Self-Learning Agents

Sagewai agents can improve over time through five complementary mechanisms. Each mechanism is independent — enable only the ones you need. All five work without requiring an LLM for the learning operations themselves.

Prerequisites: Memory & RAG · Context Engine · Next: Directives

The Five Learning Mechanisms

1. Auto-Learn (MemoryBridge)

Set auto_learn=True on an agent and it will extract facts from conversations and store them in the Context Engine automatically. Extraction runs every N turns, controlled by learn_every_n_turns.

from sagewai import UniversalAgent

agent = UniversalAgent(
    name="assistant",
    model="gpt-4o",
    auto_learn=True,
    learn_every_n_turns=5,  # Extract after every 5 turns
)

# After chatting, the agent remembers:
# - Decisions made ("we chose PostgreSQL")
# - User preferences ("I prefer Python")
# - Key events ("deadline is March 15th")
# - Action items ("TODO: set up CI pipeline")

The MemoryBridge receives conversation history and delegates to a FactExtractor. Three extractors are available:

ExtractorNeeds LLM?SpeedQuality
RuleBasedFactExtractorNoInstantGood for structured facts
LLMFactExtractorYes~1–2sBest for nuanced extraction
HybridFactExtractorOptionalFast + enhancedRules first, LLM fills gaps

RuleBasedFactExtractor uses pattern matching to detect decisions, preferences, events, and action items with no API calls. HybridFactExtractor runs rules first and optionally does an LLM pass for anything the rules missed.

2. Episodic Memory

Agents can record task executions — what they did, what worked, and what they learned — and retrieve those records when a similar task comes up later.

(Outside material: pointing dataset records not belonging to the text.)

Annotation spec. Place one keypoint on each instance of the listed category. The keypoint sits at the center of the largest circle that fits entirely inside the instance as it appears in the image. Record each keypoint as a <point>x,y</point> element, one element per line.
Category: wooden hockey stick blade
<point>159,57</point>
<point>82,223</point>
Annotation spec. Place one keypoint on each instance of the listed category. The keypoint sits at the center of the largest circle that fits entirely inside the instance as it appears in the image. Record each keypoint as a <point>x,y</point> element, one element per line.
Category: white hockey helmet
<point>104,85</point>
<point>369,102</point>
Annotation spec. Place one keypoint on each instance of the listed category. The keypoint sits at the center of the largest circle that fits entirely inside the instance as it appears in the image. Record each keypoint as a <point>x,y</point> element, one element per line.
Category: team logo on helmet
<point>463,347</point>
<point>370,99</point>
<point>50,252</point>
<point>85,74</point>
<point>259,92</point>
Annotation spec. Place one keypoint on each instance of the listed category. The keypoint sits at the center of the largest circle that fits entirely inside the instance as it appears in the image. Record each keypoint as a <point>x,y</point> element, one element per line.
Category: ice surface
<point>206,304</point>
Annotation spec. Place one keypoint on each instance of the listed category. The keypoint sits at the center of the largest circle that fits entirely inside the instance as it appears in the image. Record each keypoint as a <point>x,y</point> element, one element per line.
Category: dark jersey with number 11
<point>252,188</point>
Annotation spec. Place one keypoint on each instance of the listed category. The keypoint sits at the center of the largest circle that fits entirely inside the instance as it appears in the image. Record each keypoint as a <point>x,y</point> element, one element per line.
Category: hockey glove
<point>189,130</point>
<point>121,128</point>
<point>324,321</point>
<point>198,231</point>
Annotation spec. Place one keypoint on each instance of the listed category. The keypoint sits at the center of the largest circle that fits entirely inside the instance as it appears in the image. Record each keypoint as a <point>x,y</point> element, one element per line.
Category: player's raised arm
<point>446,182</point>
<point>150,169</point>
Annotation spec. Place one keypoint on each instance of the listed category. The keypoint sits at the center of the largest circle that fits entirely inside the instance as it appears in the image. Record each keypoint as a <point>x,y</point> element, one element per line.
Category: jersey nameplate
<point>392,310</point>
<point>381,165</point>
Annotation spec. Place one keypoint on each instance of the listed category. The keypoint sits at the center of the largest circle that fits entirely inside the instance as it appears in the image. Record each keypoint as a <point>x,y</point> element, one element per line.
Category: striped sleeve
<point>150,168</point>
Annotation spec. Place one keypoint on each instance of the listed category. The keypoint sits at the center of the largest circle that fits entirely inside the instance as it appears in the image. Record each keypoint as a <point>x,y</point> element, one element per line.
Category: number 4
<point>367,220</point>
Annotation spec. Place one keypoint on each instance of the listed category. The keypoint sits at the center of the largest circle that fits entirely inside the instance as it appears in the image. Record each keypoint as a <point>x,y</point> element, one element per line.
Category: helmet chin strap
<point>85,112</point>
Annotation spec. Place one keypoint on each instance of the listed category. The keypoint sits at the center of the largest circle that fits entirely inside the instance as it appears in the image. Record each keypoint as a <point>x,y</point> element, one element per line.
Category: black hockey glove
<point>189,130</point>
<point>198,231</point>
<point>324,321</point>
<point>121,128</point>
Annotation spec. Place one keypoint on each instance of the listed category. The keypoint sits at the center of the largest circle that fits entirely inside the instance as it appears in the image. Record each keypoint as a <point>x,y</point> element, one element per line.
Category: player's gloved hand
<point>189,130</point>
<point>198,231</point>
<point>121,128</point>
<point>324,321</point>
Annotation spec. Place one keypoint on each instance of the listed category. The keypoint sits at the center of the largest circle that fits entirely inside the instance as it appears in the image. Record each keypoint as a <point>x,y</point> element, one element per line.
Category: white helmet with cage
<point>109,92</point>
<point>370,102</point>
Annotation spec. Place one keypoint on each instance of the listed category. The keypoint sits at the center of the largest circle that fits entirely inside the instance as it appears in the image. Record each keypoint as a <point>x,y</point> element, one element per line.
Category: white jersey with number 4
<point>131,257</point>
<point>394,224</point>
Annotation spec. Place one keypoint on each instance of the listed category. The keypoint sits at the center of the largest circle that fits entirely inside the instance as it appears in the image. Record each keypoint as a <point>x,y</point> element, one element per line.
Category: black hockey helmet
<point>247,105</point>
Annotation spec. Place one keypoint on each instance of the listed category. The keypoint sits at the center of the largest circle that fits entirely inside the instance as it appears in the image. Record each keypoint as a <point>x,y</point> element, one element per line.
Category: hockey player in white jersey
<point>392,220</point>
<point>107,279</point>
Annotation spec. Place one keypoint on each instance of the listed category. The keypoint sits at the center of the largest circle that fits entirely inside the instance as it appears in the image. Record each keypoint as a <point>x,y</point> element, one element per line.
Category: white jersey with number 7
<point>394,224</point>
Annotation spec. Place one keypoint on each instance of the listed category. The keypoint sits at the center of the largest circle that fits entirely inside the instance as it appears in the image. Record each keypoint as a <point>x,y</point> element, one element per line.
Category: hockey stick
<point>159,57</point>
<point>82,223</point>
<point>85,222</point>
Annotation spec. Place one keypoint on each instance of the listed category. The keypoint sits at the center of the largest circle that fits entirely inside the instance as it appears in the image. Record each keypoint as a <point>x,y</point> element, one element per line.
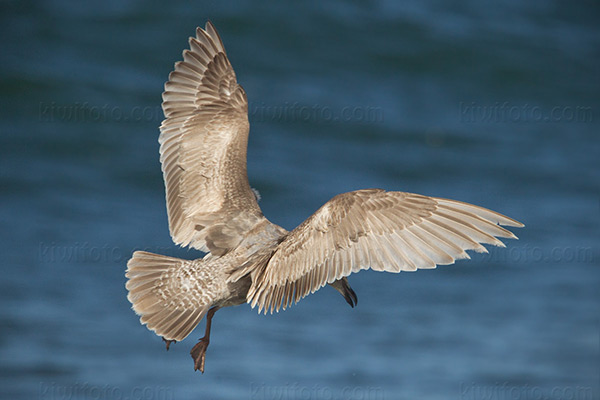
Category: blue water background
<point>494,103</point>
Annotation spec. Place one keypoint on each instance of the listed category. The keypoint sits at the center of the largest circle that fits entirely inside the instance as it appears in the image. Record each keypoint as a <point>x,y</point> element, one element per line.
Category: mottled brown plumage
<point>211,207</point>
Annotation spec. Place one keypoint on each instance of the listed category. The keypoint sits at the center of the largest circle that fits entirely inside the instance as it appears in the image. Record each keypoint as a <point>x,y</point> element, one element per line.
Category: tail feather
<point>165,294</point>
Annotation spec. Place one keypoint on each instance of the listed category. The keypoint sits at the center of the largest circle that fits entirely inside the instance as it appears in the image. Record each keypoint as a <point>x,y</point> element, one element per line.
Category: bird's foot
<point>168,342</point>
<point>199,353</point>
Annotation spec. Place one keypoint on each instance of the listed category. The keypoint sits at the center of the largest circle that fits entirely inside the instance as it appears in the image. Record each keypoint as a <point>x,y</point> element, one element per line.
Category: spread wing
<point>383,231</point>
<point>203,143</point>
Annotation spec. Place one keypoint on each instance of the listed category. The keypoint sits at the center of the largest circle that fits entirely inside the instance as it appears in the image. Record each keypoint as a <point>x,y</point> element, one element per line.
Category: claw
<point>198,353</point>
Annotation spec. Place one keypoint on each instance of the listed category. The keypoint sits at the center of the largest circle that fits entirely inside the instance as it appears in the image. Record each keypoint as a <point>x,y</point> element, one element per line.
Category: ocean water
<point>491,103</point>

from sagewai.context import EpisodeStore, Episode, InMemoryVectorStore

episodes = EpisodeStore(vector_store=InMemoryVectorStore())  # vector store enables semantic retrieval

# After completing a task, store the episode
episode = Episode(
    goal="Research competitor pricing",
    context_used=["pricing-doc-chunk-1", "market-report-chunk-5"],
    actions_taken=["searched context", "queried web", "compiled report"],
    outcome="Generated 3-page pricing analysis",
    success=True,
    lessons=["Financial data older than 6 months is unreliable",
             "Compare at least 3 competitors for credible analysis"],
)
await episodes.capture(episode)

# Next time a similar task comes up, retrieve relevant episodes
similar = await episodes.retrieve("analyze competitor pricing", top_k=3)
# Agent now has lessons learned from previous attempts

Episodes are stored with embeddings, so retrieval is semantic. An agent working on "pricing comparison" will find episodes tagged "competitor pricing analysis" even when the exact words differ.

3. Self-Correction (Exemplar Store)

When an agent makes a mistake and a correction is provided, SelfCorrectionStrategy stores the failure as an exemplar. On future tasks that resemble the failure, the exemplar is injected as a one-shot "don't do this, do this instead" guide.

from sagewai.core.self_correction import SelfCorrectionStrategy, FailureExemplar

# SelfCorrectionStrategy wraps any base strategy and automatically:
# 1. Detects output validation failures via OutputValidator
# 2. Stores the error + correction as a FailureExemplar
# 3. On similar future tasks, includes the exemplar as a 1-shot example
# 4. Prevents the same mistake from recurring (max_corrections configurable)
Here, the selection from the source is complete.